中国区域经济发展 70 年回顾及未来展望
刘秉镰,边 杨,周 密,朱俊丰
摘要:对70 年中国区域经济发展的总结,不能仅囿于区域现象做 “就事论事” 的讨论,而应该从更广范围的经济发展、转型背景、时代环境出发,还原经济发展的历史过程,形成一个逻辑一致的理论框架。 只有从中国经济整体的高度去认识和理解中国区域经济发展,才能客观评价 70 年区域经济发展的是非功过,并对未来进行有益的展望。 中国区域经济发展是内外部环境、国家战略、制度变迁和区域战略四元因素相互联动的结果。 新中国成立后中国在立国战略、富民战略和强国战略三大国家战略下,呈现出不同的空间格 局和区域特征,形成区域计划调控期、区域增长极点孕育期、区域增长方式构建期、区域经济关系调整期与区域经济结构重整期五大阶段。为解决当前中国区域经济面临的诸多问题,未来中国区域经济将以高质量发展为导向,在增强区域战略弹性、推动空间经济增长、加快区域协调发展、调整区域多元关系、促进区域新经济、构建区域绿色生态、优化城市群空间结构、扩大区域开放等方面有所作为。
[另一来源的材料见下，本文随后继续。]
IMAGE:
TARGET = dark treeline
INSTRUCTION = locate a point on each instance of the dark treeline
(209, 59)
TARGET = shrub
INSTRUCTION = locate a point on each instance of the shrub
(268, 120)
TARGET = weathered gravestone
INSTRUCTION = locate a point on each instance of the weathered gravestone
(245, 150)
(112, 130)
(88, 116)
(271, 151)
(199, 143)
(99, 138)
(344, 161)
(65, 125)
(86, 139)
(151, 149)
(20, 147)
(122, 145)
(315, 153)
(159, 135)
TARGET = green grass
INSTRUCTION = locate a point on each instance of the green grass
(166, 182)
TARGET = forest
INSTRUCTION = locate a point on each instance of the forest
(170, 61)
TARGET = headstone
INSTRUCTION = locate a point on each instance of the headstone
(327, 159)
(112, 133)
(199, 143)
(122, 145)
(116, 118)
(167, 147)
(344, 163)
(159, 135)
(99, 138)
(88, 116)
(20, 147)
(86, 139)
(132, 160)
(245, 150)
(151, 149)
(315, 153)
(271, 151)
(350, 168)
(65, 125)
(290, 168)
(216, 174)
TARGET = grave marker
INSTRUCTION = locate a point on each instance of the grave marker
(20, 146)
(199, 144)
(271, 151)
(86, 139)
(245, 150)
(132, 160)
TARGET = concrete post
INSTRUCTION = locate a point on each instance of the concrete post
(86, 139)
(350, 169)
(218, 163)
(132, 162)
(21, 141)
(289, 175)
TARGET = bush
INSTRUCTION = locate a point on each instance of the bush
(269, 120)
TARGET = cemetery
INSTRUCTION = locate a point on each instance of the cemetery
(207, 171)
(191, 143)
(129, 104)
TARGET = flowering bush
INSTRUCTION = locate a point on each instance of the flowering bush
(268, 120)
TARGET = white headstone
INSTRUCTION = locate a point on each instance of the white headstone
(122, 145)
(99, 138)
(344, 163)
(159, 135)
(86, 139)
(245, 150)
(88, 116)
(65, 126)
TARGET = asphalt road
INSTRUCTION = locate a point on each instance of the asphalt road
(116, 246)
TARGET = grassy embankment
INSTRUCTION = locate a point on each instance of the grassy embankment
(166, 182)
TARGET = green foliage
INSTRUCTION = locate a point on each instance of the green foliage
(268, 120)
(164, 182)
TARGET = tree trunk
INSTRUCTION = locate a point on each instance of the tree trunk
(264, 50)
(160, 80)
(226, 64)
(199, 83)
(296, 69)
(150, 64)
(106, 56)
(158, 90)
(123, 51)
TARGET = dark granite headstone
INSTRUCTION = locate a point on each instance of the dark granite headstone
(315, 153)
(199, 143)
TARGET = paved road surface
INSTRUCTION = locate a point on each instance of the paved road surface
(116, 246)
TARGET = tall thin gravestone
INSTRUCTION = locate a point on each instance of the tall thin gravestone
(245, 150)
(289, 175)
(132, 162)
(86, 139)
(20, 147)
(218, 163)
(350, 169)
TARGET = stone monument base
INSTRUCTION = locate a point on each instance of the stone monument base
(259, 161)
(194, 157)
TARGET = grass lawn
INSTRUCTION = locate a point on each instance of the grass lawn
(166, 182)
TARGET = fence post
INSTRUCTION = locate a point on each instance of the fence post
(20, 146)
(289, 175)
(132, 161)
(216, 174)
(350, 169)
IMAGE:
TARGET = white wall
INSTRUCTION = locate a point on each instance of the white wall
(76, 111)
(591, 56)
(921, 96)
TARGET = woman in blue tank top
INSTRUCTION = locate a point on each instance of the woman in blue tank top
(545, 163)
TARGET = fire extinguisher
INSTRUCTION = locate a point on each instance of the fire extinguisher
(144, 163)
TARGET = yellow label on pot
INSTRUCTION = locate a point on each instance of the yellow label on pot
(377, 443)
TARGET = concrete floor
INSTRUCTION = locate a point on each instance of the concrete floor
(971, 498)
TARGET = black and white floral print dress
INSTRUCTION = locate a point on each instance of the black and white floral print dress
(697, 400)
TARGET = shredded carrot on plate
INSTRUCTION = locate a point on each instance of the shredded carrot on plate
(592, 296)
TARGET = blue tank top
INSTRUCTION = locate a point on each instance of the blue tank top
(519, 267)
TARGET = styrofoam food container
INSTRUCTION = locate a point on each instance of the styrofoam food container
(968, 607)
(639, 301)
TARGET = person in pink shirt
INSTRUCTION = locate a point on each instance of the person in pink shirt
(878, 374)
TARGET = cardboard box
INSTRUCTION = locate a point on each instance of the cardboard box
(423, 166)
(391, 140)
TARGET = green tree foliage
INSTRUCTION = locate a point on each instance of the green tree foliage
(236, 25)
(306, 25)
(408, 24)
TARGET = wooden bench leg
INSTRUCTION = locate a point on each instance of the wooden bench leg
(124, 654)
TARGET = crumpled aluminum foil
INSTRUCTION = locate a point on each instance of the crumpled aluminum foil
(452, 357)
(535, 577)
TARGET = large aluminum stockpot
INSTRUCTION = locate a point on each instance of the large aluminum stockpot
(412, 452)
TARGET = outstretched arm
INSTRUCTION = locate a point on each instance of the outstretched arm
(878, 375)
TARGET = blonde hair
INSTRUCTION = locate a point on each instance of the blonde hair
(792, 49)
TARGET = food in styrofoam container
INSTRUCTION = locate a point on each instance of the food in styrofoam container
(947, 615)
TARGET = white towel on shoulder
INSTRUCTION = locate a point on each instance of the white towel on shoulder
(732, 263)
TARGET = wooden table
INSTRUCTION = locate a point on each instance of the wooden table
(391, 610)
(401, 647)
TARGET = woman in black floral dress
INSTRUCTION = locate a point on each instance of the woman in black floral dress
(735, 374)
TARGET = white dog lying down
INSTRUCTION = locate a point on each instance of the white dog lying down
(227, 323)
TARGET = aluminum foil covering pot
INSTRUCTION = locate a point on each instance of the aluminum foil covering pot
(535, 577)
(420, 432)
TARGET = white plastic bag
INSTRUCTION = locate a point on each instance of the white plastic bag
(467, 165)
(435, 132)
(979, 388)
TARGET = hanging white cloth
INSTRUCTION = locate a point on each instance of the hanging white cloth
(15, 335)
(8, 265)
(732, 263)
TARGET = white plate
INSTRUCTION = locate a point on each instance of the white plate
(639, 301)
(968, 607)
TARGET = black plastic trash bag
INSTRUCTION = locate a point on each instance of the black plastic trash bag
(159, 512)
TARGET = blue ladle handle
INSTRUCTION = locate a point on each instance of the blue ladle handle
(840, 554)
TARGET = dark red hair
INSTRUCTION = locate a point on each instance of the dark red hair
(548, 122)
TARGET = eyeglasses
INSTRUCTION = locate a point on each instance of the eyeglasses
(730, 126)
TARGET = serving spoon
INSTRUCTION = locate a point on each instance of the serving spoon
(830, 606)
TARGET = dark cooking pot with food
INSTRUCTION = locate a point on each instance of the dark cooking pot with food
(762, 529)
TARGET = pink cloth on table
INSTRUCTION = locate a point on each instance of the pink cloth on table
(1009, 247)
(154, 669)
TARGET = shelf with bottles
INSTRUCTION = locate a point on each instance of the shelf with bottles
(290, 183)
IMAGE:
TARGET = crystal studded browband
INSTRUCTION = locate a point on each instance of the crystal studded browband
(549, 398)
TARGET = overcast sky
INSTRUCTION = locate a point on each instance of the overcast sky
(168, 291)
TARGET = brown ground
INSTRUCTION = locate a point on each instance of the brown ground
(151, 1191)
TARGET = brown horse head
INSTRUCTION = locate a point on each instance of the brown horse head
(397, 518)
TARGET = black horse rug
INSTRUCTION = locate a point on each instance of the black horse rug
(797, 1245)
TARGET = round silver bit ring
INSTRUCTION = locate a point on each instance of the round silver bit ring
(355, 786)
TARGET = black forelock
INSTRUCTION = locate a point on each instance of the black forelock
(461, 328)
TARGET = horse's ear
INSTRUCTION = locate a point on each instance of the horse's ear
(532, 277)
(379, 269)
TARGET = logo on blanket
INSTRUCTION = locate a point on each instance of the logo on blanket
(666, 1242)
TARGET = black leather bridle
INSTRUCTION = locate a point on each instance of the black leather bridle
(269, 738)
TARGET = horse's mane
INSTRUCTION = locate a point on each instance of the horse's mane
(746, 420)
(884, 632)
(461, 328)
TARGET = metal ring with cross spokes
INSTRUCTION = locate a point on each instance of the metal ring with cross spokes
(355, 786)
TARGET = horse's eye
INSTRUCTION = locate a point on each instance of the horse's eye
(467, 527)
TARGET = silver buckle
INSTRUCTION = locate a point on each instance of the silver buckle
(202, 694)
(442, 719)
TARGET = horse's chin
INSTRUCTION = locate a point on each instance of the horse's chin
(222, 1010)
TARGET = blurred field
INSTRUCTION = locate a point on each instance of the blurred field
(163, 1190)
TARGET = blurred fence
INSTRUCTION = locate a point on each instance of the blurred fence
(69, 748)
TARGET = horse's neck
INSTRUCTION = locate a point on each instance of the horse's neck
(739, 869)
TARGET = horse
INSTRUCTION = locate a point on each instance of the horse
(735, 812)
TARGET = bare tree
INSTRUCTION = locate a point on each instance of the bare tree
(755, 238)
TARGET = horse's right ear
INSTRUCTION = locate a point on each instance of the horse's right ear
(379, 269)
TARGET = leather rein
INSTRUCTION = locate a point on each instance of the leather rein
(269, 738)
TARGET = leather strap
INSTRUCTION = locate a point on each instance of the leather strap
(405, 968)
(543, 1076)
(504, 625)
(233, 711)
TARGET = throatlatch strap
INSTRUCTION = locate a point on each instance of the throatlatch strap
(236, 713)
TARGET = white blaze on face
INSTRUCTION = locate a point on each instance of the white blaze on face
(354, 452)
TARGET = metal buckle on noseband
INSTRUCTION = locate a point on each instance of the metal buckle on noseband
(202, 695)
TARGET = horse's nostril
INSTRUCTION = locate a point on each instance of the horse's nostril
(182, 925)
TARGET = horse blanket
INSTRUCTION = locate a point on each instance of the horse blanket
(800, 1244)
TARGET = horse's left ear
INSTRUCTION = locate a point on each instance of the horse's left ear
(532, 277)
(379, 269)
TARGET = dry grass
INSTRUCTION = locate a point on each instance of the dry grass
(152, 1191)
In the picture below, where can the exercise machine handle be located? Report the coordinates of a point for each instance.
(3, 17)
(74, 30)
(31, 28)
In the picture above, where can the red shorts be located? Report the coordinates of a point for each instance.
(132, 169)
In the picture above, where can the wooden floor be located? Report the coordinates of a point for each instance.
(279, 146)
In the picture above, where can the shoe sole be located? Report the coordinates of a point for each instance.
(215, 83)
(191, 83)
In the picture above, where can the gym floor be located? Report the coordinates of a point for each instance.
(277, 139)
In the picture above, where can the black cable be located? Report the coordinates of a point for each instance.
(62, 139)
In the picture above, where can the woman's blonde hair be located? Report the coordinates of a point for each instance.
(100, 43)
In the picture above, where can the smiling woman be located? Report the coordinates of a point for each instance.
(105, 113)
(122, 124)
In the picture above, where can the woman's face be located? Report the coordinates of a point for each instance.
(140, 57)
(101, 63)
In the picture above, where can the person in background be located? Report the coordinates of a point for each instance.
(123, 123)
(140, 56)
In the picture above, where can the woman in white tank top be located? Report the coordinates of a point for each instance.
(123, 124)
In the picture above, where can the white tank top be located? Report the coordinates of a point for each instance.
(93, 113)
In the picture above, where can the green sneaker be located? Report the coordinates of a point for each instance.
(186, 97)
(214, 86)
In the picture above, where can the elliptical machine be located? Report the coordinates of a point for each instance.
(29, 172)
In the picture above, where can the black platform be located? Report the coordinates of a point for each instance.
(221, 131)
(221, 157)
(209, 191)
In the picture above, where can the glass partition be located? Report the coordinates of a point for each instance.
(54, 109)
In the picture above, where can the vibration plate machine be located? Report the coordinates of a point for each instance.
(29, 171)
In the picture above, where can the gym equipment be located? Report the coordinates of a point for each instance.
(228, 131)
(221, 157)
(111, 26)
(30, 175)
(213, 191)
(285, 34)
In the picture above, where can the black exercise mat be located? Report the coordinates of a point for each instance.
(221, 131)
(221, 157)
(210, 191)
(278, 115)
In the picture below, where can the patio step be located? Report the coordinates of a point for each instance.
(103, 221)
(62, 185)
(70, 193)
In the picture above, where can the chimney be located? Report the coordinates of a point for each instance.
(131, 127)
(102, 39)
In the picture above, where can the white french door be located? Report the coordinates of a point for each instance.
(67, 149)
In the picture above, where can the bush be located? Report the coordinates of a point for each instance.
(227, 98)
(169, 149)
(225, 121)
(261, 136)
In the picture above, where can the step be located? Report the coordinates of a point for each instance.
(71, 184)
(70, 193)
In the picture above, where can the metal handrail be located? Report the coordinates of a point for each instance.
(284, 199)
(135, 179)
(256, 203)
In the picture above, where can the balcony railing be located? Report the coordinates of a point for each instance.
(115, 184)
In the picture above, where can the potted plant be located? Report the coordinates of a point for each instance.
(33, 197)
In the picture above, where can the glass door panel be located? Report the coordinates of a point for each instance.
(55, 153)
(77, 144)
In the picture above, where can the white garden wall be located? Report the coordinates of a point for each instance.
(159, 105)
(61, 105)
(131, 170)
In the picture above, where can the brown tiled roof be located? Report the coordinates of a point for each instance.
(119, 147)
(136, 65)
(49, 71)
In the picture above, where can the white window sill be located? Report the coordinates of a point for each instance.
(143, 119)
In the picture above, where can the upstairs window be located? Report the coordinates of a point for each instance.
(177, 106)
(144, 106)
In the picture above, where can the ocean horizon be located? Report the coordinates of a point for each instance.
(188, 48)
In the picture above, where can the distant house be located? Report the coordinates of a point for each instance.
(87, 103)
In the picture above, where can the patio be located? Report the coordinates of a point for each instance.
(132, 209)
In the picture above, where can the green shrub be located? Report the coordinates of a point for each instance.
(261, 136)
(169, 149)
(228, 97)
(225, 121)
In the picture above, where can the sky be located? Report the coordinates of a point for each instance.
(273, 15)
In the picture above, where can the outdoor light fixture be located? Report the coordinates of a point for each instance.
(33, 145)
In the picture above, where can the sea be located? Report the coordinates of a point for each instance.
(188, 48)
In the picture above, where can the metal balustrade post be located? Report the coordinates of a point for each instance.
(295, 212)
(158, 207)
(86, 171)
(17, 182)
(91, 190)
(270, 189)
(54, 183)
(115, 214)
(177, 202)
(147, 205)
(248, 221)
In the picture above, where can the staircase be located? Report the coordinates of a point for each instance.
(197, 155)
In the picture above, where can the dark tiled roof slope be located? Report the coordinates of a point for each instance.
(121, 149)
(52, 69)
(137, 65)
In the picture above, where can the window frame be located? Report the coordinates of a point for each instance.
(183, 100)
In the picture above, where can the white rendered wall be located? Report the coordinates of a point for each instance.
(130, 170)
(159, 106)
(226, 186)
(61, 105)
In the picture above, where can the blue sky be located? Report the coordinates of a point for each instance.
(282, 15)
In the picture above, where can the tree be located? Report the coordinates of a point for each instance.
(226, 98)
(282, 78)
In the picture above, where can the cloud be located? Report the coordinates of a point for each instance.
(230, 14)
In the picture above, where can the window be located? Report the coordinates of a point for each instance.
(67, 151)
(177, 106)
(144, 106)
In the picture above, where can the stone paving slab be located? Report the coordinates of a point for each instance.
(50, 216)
关键词:区域经济发展; 70 年回顾; 国家战略; 区域战略
[中图分类号]F120 [文献标识码]A [文章编号]1006-480X(2019)09-0024-18
一、 70 年中国区域经济发展的逻辑框架和战略形成
中国区域经济根植于中国经济的整体发展,是中国经济发展的空间表现和有效支撑,因此,研究中国区域经济不可能脱离中国经济发展的微宏观实践。70年中国经济发展存在着四个重要特点:①中国经济发展始终坚持党的领导,形成以政府为主导的经济发展模式;②中国政府始终把满足人民群众日益增长的物质文化需要作为重要任务;③中国政府始终围绕着国内外环境变化对经济政策及管理进行必要的调整;④经济发展始终围绕着政府与市场的关系进行动态调整。 区域经济正是在中国经济的大逻辑框架下动态演化的结果。 对 70 年中国区域经济发展经验的总结,既是对以往中国智慧的领悟与提炼,更能对中国今后深化改革开放和区域经济发展形成有益指导。
1.中国区域经济发展的逻辑框架
中国区域经济发展并不是孤立的事件
,
而是国内外环境、国家战略、制度变迁、区域战略四元因素内外联动、综合作用的结果。其发展逻辑是:中国政府在正确识别国内外环境的动态变化基础上, 选择相应的国家战略来指导国家的经济社会建设。随着国家战略的明确,中国政府先后采取计划经济、有计划的商品经济、社会主义市场经济等方法,破解要素配置中的积累性障碍、竞争性障碍、流动性障碍和结构性障碍,形成制度变迁。制度变迁的空间维度又进一步推动中国区域经济发展战略(以下简称区域战略)的落实,进而推动区域经济发展。其逻辑框架如图 1 所示
。
国内外环境、国家战略、制度变迁、区域战略四元因素发挥着不同的作用。国内外环境变化直接决定国家与区域战略的制定,是影响区域经济发展的重要动因。 国内外环境主要分为市场环境与要素环境两大方面,其中,市场环境又包括政治环境和需求环境,要素环境则涉及人口、资本、技术等。 国家战略是引导制度变迁与区域战略的风向标与指引器。当内外部环境变化时,中央首先通过对内外部环境的识别与判断,选择与之相适应的国家战略,包括明确每一阶段主要矛盾、国家任务、指导思想等未来发展战略性内容。70 年中国经济发展的重要原因是国家战略的准确制定和有效实施,即中央有的放矢地制定各类总体规划、专项规划、年度计划,并辅以财政、货币、产业、价格、土地、就业、投资、消费等政策全方位地服务中国经济发展(徐宪平,2018)。这同时也为不同阶段中国区域经济政策的制定与实施奠定了基础。制度变迁在为国家战略服务的同时,也约束和指导着区域经济的发展与战略实施。制度变迁主要表现为一系列制度改革与制度创新,其主线是在计划经济体系中逐步引入市场机制。制度变迁有效保证了区域战略的实施,为构建区域经济增长方式奠定了坚实的基础。上述三元因素共同推动区域战略的形成与实施。区域战略是在区域层面为实现国家经济和社会 发展目标而提出的区域实施路径。在国家战略指引下,区域战略成为推动中国区域经济发展的支撑点和着力点。
2.区域经济发展战略的形成
在不同阶段,区域战略的形成存在差异,但总体看,区域战略的内容形成是:以区域经济格局为起点,以资源环境承载力为约束,以地方政府为实施主体,以政策和管理架构等具体制度建设为途径,以区域要素空间增长、流动和配置过程为重点的框架。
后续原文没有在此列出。